Ensuite, pour revenir aux aspects techniques, le marché du timbre d'usage courant va se clarifier d'un coup :

- pas oblitéré ? Pas grave : le code datamatrix est unique à chaque timbre... Royal Mail compterait-elle investir dans l'équipement informatique pour garder tous les codes utilisés sur le courrier ? Si oui, les taxes vont tomber sur les courriers à timbres réutilisés.
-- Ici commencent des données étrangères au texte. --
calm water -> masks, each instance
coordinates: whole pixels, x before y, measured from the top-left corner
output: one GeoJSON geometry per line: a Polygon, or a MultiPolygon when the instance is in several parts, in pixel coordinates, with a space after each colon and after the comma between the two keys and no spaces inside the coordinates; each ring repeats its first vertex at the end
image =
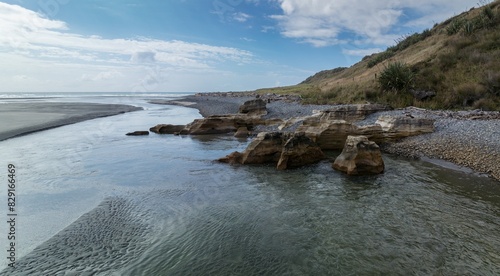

- faux timbres d'avant le datamatrix ? Une filière dont les délinquants maladroits risquent de se faire prendre en ramenant leurs faux à Royal Mail... et à laquelle les fournisseurs vont devoir renoncer. Jusqu'à casser le code ? Il y a là le risque de voir des doublons dans les bases de Royal Mail, ce qui simplifiera le repérage des faux et leur zone de diffusion...

Que Royal Mail investisse beaucoup ou pas dans la base de données de ses codes, peu importe : la démonétisation des timbres non codés va déjà permettre de faire un grand ménage financier et délinquant. Peut-être de la menue monnaie, mais pour un secteur de moins en moins profitable.


L'avenir dira si Royal Mail fera de ces codes datamatrix : des services aux expéditeurs et destinataires ?De la publicité ciblée scannée au smartphone ? Tout est possible au pays du capitalisme débridé.


Compléments du dimanche trois avril 2022 :

Le trente-et-un mars 2022, Ian Billings de Norvic Philatelic détaille le dévoilement, le jour-même, par Royal Mail des conditions de l'échange des timbres à démonétiser d'ici début 2023 avec les nouveaux timbres Machin à code datamatrix.

Finalement, les timbres de Noël ne seront pas démonétisés, mais les timbres des quatre pays britanniques le seront. Pour les carnets de prestige, seules les pages comprenant des timbres d'usage courant seront échangeables à valeur faciale. Quelques zones grises restent sur quelques Machins semi-commémoratifs.